DiffBio: End-to-end differentiable bioinformatics pipelines built on Datarax, Artifex, Opifex, and Calibrax
Project description
DiffBio
End-to-End Differentiable Bioinformatics Pipelines
Built on Datarax, Artifex, Opifex, and Calibrax | Powered by JAX & Flax NNX
Overview
DiffBio is a framework for building end-to-end differentiable bioinformatics pipelines. By replacing discrete operations with differentiable relaxations, DiffBio enables gradient-based optimization through entire analysis workflows.
DiffBio is the biology-specific differentiable operator layer of a wider JAX/NNX scientific ML ecosystem. It uses:
- Datarax for operator and dataflow contracts
- Artifex for reusable model-building and transformer components
- Opifex for scientific ML and advanced optimization primitives
- Calibrax for metrics, benchmarking, comparison, and regression control
Traditional bioinformatics pipelines use discrete operations (hard thresholds, argmax decisions) that block gradient flow.
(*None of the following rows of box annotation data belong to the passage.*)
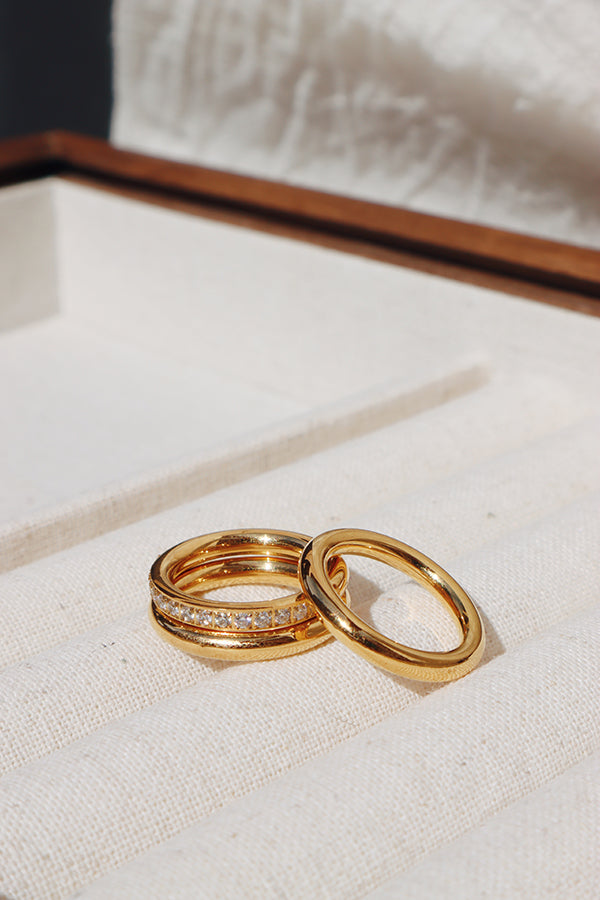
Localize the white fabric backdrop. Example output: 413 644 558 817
112 0 600 246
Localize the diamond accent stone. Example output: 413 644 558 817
294 603 308 622
273 609 291 625
233 610 252 630
215 610 231 628
194 609 212 628
254 609 271 628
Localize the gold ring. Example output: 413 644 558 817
150 529 348 660
300 528 485 681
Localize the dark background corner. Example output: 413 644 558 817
0 0 112 139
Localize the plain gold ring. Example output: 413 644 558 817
300 528 485 681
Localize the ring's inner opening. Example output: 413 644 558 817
346 553 462 652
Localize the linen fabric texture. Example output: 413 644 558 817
0 179 600 900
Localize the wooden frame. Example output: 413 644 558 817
0 132 600 316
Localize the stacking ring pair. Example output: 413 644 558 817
150 528 485 682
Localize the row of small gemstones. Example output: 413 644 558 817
152 591 315 631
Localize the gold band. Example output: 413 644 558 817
300 528 485 681
150 529 348 660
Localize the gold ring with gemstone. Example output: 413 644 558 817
300 528 485 681
150 529 349 660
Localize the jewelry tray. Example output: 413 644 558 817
0 136 600 898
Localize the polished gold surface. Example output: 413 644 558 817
150 529 348 660
300 528 485 681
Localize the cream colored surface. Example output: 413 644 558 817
368 752 600 900
0 182 600 900
112 0 600 247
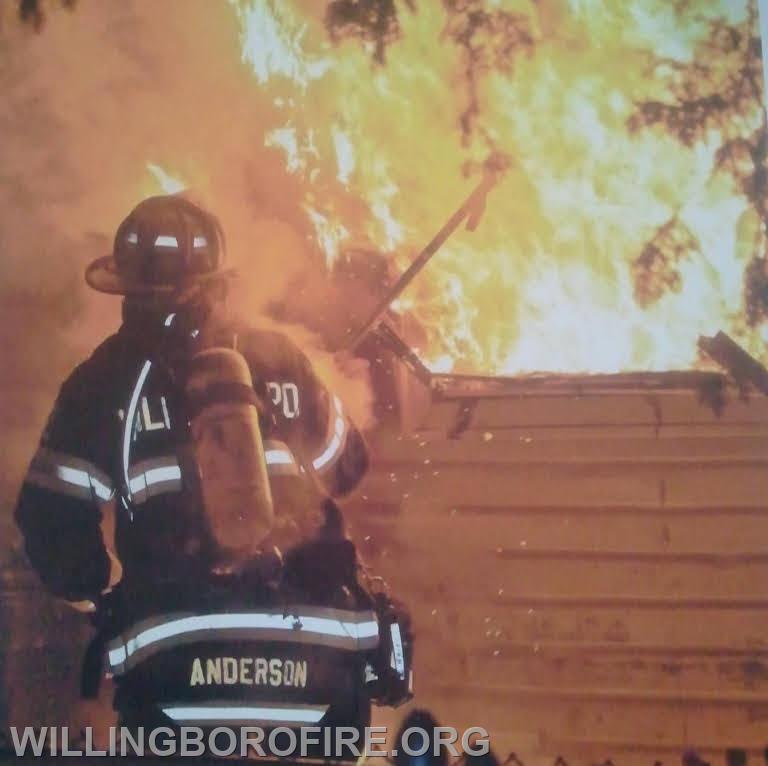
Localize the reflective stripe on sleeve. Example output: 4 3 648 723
128 455 182 503
312 396 347 472
26 447 115 501
264 439 299 476
107 607 379 675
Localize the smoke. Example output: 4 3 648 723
0 0 376 544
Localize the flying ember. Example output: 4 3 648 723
231 0 768 374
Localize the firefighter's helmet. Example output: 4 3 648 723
85 194 233 295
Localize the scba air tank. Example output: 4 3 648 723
186 347 274 559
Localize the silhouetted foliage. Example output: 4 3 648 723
744 246 768 327
443 0 535 145
632 216 699 306
627 0 768 326
19 0 77 32
325 0 413 64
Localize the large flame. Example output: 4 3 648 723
225 0 765 374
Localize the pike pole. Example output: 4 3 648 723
345 161 504 351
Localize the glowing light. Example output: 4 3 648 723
147 162 188 194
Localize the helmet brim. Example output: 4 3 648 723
85 255 235 295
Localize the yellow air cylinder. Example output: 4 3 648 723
186 347 274 560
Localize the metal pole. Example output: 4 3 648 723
346 170 499 351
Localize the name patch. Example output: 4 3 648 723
189 657 307 689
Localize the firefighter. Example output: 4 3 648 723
15 195 410 748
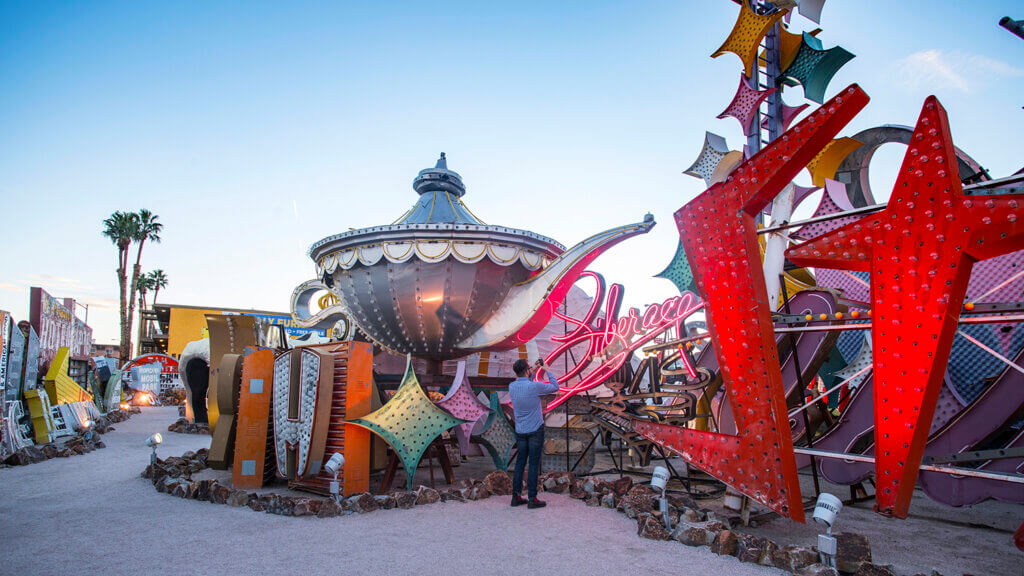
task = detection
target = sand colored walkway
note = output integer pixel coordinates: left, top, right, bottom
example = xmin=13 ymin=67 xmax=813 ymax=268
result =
xmin=0 ymin=408 xmax=783 ymax=576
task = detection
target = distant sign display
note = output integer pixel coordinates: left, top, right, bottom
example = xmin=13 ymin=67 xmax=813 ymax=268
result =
xmin=22 ymin=326 xmax=39 ymax=390
xmin=0 ymin=311 xmax=11 ymax=401
xmin=4 ymin=313 xmax=25 ymax=402
xmin=167 ymin=305 xmax=328 ymax=355
xmin=30 ymin=286 xmax=92 ymax=371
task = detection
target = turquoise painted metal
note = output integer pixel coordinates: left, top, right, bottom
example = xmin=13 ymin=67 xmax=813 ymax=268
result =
xmin=347 ymin=356 xmax=466 ymax=490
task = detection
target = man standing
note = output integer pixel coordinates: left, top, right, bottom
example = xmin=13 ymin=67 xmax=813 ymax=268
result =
xmin=509 ymin=359 xmax=558 ymax=508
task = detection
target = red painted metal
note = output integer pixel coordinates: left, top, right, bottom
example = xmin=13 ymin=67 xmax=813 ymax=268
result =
xmin=786 ymin=96 xmax=1024 ymax=518
xmin=633 ymin=85 xmax=868 ymax=522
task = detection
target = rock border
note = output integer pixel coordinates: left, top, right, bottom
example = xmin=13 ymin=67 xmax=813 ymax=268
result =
xmin=141 ymin=455 xmax=921 ymax=576
xmin=167 ymin=417 xmax=210 ymax=436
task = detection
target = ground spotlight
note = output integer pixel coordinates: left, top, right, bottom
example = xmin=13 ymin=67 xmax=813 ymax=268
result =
xmin=324 ymin=452 xmax=345 ymax=501
xmin=813 ymin=492 xmax=843 ymax=568
xmin=650 ymin=466 xmax=672 ymax=532
xmin=145 ymin=433 xmax=164 ymax=464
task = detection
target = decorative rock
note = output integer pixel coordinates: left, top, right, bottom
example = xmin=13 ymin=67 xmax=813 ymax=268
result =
xmin=210 ymin=482 xmax=231 ymax=504
xmin=772 ymin=545 xmax=818 ymax=572
xmin=345 ymin=492 xmax=377 ymax=515
xmin=541 ymin=472 xmax=575 ymax=494
xmin=292 ymin=498 xmax=319 ymax=516
xmin=833 ymin=532 xmax=871 ymax=572
xmin=466 ymin=484 xmax=490 ymax=500
xmin=224 ymin=490 xmax=249 ymax=507
xmin=679 ymin=506 xmax=705 ymax=523
xmin=853 ymin=562 xmax=896 ymax=576
xmin=483 ymin=470 xmax=512 ymax=496
xmin=672 ymin=520 xmax=725 ymax=546
xmin=758 ymin=538 xmax=778 ymax=566
xmin=246 ymin=494 xmax=264 ymax=512
xmin=711 ymin=530 xmax=738 ymax=556
xmin=163 ymin=476 xmax=183 ymax=498
xmin=193 ymin=480 xmax=213 ymax=500
xmin=167 ymin=418 xmax=210 ymax=434
xmin=608 ymin=476 xmax=633 ymax=498
xmin=736 ymin=534 xmax=768 ymax=564
xmin=416 ymin=486 xmax=441 ymax=506
xmin=668 ymin=492 xmax=700 ymax=509
xmin=799 ymin=564 xmax=839 ymax=576
xmin=637 ymin=513 xmax=671 ymax=540
xmin=441 ymin=488 xmax=466 ymax=502
xmin=392 ymin=490 xmax=416 ymax=510
xmin=617 ymin=486 xmax=657 ymax=519
xmin=601 ymin=492 xmax=616 ymax=509
xmin=316 ymin=498 xmax=347 ymax=518
xmin=569 ymin=480 xmax=588 ymax=500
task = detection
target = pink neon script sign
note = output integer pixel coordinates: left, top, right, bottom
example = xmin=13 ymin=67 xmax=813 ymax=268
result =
xmin=545 ymin=271 xmax=703 ymax=411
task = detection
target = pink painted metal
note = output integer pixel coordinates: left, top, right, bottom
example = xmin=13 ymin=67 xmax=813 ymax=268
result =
xmin=718 ymin=74 xmax=775 ymax=136
xmin=437 ymin=360 xmax=490 ymax=455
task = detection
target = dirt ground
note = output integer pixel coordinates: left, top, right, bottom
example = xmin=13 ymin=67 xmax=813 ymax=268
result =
xmin=0 ymin=408 xmax=1024 ymax=576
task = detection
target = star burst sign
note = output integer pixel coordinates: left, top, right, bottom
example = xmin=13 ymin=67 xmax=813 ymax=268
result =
xmin=633 ymin=85 xmax=867 ymax=522
xmin=786 ymin=96 xmax=1024 ymax=518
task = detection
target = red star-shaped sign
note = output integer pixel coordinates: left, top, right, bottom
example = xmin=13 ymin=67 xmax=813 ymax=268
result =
xmin=633 ymin=85 xmax=867 ymax=522
xmin=786 ymin=96 xmax=1024 ymax=518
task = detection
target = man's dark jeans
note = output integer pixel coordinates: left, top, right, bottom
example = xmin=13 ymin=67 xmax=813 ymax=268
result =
xmin=512 ymin=425 xmax=544 ymax=500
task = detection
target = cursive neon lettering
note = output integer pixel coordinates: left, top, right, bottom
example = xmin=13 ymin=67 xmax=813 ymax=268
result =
xmin=545 ymin=271 xmax=703 ymax=411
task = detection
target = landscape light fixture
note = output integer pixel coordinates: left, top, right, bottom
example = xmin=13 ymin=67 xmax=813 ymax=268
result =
xmin=324 ymin=452 xmax=345 ymax=502
xmin=813 ymin=492 xmax=843 ymax=568
xmin=650 ymin=466 xmax=672 ymax=532
xmin=145 ymin=433 xmax=164 ymax=464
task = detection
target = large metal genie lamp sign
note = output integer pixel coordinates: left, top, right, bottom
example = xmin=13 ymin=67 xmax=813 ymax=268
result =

DiffBio addresses this by:
- Soft quality filtering using sigmoid-based weights instead of hard cutoffs
- Differentiable pileup with soft position assignments via temperature-controlled softmax
- Soft alignment scoring replacing discrete Smith-Waterman with continuous relaxations
- End-to-end training of complete pipelines using gradient descent
This enables learning optimal pipeline parameters directly from data, rather than manual tuning.
Features
- 40+ Differentiable Operators covering alignment, variant calling, single-cell analysis, epigenomics, RNA-seq, preprocessing, normalization, multi-omics, drug discovery, and protein/RNA structure
- 6 End-to-End Pipelines for variant calling, enhanced variant calling, single-cell analysis, differential expression, perturbation, and preprocessing
- GPU-Accelerated computation via JAX's XLA compilation
- Composable Architecture built on the Datarax, Artifex, Opifex, and Calibrax stack
- Training Utilities with gradient clipping, custom loss functions, and synthetic data generation
For complete operator and pipeline listings, see the Operators Overview and Pipelines Overview in the documentation.
Installation
# Clone the repository
git clone https://github.com/avitai/DiffBio.git
cd DiffBio
# Install with uv
uv sync
Quick Start
Using Individual Operators
import jax
import jax.numpy as jnp
from flax import nnx
from diffbio.operators import DifferentiableQualityFilter
from diffbio.operators.variant.pileup import DifferentiablePileup
from diffbio.operators.alignment.smith_waterman import SmoothSmithWaterman
# Quality filtering with learnable threshold
quality_filter = DifferentiableQualityFilter(
threshold=20.0,
temperature=1.0,
rngs=nnx.Rngs(0),
)
# Apply to reads
quality_scores = jnp.array([35.0, 15.0, 28.0, 10.0])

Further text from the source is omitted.